I feel I should add 3 days on, just for the record, that I didn't find Rob's lost pump on Arran - sorry, but it's not really terribly surprising, is it?

I did take Eccles Cakes and a bag of Pontefract Cakes with me - and the former were duly consumed with some gusto on the ferry to Arran. The latter were received somewhat less enthusiastically and I've ended up bringing them back home with me (having carried them in my backpack across Arran and back again - along with far too many bananas plus various other comestibles that were not required! The story of my life.).

Mark was very pleased to receive the Jelly Babies and Liquorice Allsorts which I took, though, so all was not lost.

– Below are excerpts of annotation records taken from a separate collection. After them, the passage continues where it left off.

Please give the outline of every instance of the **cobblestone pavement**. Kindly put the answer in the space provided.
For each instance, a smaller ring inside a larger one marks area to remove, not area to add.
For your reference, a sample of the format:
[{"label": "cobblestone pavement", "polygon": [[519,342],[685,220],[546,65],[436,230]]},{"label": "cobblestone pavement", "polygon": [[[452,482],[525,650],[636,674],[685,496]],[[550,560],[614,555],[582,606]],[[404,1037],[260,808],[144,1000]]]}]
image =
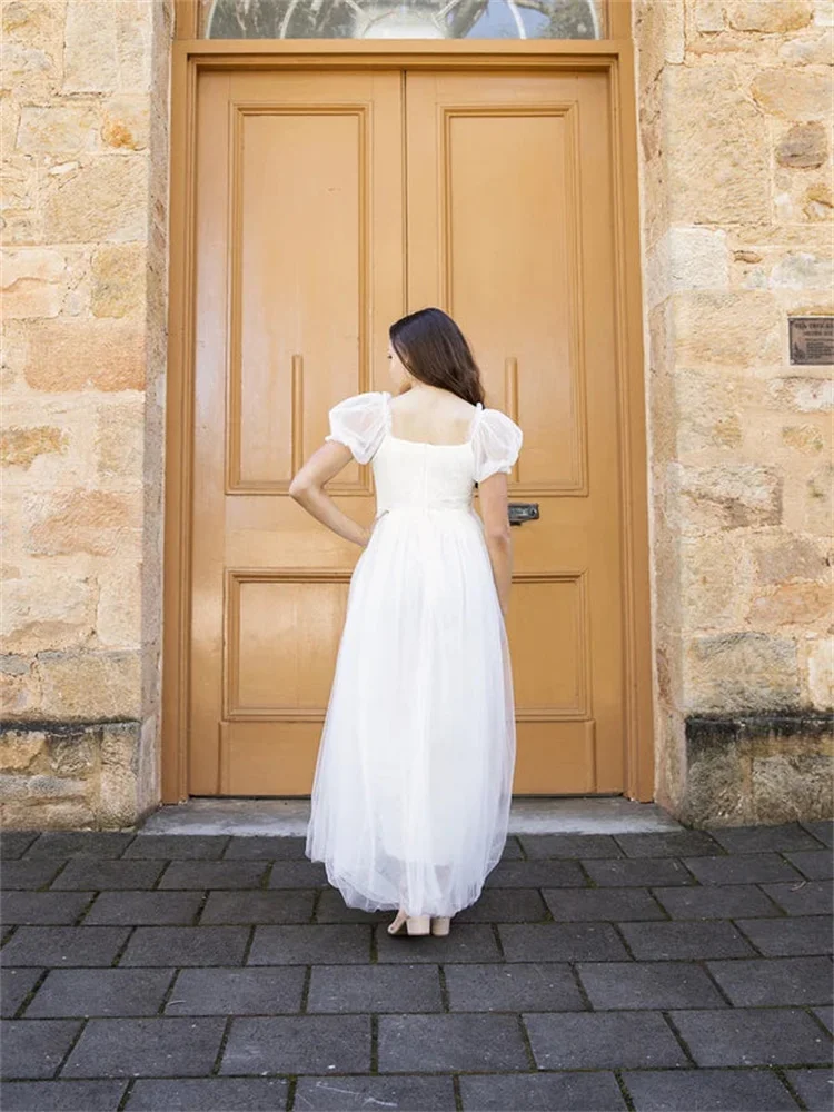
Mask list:
[{"label": "cobblestone pavement", "polygon": [[834,1106],[830,823],[514,835],[446,939],[300,837],[0,844],[3,1112]]}]

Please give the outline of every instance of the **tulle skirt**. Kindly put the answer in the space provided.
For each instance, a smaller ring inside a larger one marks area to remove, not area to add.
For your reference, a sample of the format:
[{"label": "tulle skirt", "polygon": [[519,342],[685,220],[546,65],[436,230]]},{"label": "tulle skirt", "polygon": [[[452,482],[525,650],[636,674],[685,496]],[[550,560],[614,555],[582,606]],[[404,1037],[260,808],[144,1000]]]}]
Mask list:
[{"label": "tulle skirt", "polygon": [[515,753],[480,517],[386,512],[350,580],[306,855],[350,907],[454,915],[500,858]]}]

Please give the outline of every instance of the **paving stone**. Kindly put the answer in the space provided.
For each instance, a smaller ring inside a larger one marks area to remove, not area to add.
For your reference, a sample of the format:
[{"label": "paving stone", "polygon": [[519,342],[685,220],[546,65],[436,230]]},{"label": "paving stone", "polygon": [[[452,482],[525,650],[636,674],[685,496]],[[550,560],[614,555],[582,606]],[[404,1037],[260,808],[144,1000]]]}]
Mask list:
[{"label": "paving stone", "polygon": [[834,875],[834,855],[827,850],[786,853],[785,856],[810,881],[830,881]]},{"label": "paving stone", "polygon": [[309,923],[315,898],[305,888],[210,892],[200,923]]},{"label": "paving stone", "polygon": [[717,826],[709,833],[728,853],[784,853],[787,850],[818,850],[814,836],[798,823],[777,826]]},{"label": "paving stone", "polygon": [[140,1078],[125,1106],[128,1112],[276,1112],[287,1106],[288,1090],[284,1078]]},{"label": "paving stone", "polygon": [[7,924],[71,926],[93,895],[92,892],[3,892],[0,919]]},{"label": "paving stone", "polygon": [[499,861],[487,874],[485,888],[584,887],[587,880],[577,861]]},{"label": "paving stone", "polygon": [[27,1019],[156,1015],[173,970],[51,970]]},{"label": "paving stone", "polygon": [[686,1065],[683,1048],[657,1012],[525,1012],[539,1070],[614,1070]]},{"label": "paving stone", "polygon": [[370,927],[355,924],[256,926],[249,965],[308,965],[310,962],[367,962]]},{"label": "paving stone", "polygon": [[[745,922],[770,923],[772,920]],[[638,961],[755,956],[753,946],[736,927],[721,920],[620,923],[619,930]]]},{"label": "paving stone", "polygon": [[[687,892],[688,888],[675,891]],[[645,888],[543,888],[550,914],[557,922],[625,919],[665,919],[663,907]]]},{"label": "paving stone", "polygon": [[38,983],[43,970],[28,967],[0,970],[0,1015],[11,1019]]},{"label": "paving stone", "polygon": [[305,1112],[369,1112],[403,1109],[449,1112],[451,1078],[299,1078],[295,1108]]},{"label": "paving stone", "polygon": [[600,887],[627,884],[648,887],[651,884],[694,884],[692,875],[674,857],[598,857],[583,858],[588,876]]},{"label": "paving stone", "polygon": [[170,861],[217,861],[229,844],[227,834],[137,834],[126,857],[151,857]]},{"label": "paving stone", "polygon": [[[626,1108],[613,1073],[461,1074],[460,1096],[467,1112],[619,1112]],[[451,1105],[449,1105],[451,1108]],[[759,1110],[761,1112],[761,1110]]]},{"label": "paving stone", "polygon": [[152,888],[165,868],[156,861],[70,861],[52,888]]},{"label": "paving stone", "polygon": [[566,1012],[586,1006],[564,962],[450,964],[444,974],[453,1012]]},{"label": "paving stone", "polygon": [[0,1076],[51,1078],[80,1026],[77,1020],[3,1020]]},{"label": "paving stone", "polygon": [[798,957],[801,954],[830,954],[834,949],[828,915],[738,919],[736,923],[765,956]]},{"label": "paving stone", "polygon": [[89,1020],[62,1075],[199,1078],[211,1072],[225,1027],[221,1016]]},{"label": "paving stone", "polygon": [[44,888],[56,878],[63,864],[63,861],[50,857],[3,861],[0,885],[4,892],[12,888]]},{"label": "paving stone", "polygon": [[19,926],[0,951],[0,963],[110,965],[129,933],[123,926]]},{"label": "paving stone", "polygon": [[132,834],[115,831],[46,831],[26,851],[27,857],[120,857]]},{"label": "paving stone", "polygon": [[120,964],[240,965],[248,939],[246,926],[138,926]]},{"label": "paving stone", "polygon": [[127,1081],[7,1081],[3,1112],[116,1112]]},{"label": "paving stone", "polygon": [[726,1006],[722,994],[694,962],[578,962],[576,972],[592,1006],[599,1011]]},{"label": "paving stone", "polygon": [[811,1065],[832,1058],[831,1036],[798,1007],[671,1011],[697,1065]]},{"label": "paving stone", "polygon": [[537,888],[485,887],[474,904],[455,915],[455,923],[525,923],[537,919],[549,919]]},{"label": "paving stone", "polygon": [[749,957],[706,965],[736,1007],[832,1000],[827,957]]},{"label": "paving stone", "polygon": [[625,1070],[623,1081],[636,1112],[796,1112],[770,1070]]},{"label": "paving stone", "polygon": [[191,926],[201,903],[201,892],[100,892],[83,922]]},{"label": "paving stone", "polygon": [[433,965],[314,965],[308,1012],[441,1012]]},{"label": "paving stone", "polygon": [[257,888],[268,870],[264,861],[172,861],[162,888]]},{"label": "paving stone", "polygon": [[727,857],[686,857],[686,866],[702,884],[766,884],[802,880],[777,853],[739,853]]},{"label": "paving stone", "polygon": [[498,933],[508,962],[612,962],[628,957],[610,923],[509,923],[499,926]]},{"label": "paving stone", "polygon": [[834,1108],[831,1070],[785,1070],[785,1074],[810,1112],[831,1112]]},{"label": "paving stone", "polygon": [[[797,881],[796,884],[763,884],[762,887],[788,915],[834,913],[832,881]],[[754,915],[756,912],[748,912]]]},{"label": "paving stone", "polygon": [[673,919],[736,919],[782,912],[756,884],[696,884],[695,887],[652,888],[655,900]]},{"label": "paving stone", "polygon": [[528,1070],[515,1015],[380,1015],[380,1073]]},{"label": "paving stone", "polygon": [[623,856],[610,834],[519,834],[518,841],[532,860]]},{"label": "paving stone", "polygon": [[391,935],[376,927],[377,961],[401,962],[499,962],[498,943],[486,923],[453,923],[445,937]]},{"label": "paving stone", "polygon": [[168,1004],[168,1015],[269,1015],[299,1012],[306,971],[280,969],[182,970]]},{"label": "paving stone", "polygon": [[369,1070],[369,1015],[234,1019],[220,1063],[222,1074]]}]

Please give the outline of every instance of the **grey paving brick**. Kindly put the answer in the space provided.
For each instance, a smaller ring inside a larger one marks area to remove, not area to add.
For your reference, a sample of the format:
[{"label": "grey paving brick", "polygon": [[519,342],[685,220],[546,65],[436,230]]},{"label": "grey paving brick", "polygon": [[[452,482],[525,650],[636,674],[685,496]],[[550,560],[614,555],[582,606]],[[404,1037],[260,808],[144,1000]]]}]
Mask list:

And I failed to find Chorley cakes, so if anyone can get some to the team at some point between Fort William and Kirkwall then more power to their elbow, I say. A 'next day delivery' courier might just about make it if you commission them (and a local baker), Sue! (frankly, I wouldn't bother though - especially as the Eccles Cakes proudly proclaimed on their packaging that they were 'Real LANCASHIRE Eccles Cakes' - even though closer inspection revealed that they were, in truth, made in Greater Manchester - based on local govenrment reorganisations of the 1960s/70s, anyway. Pah! You can never trust anyone who works in marketing).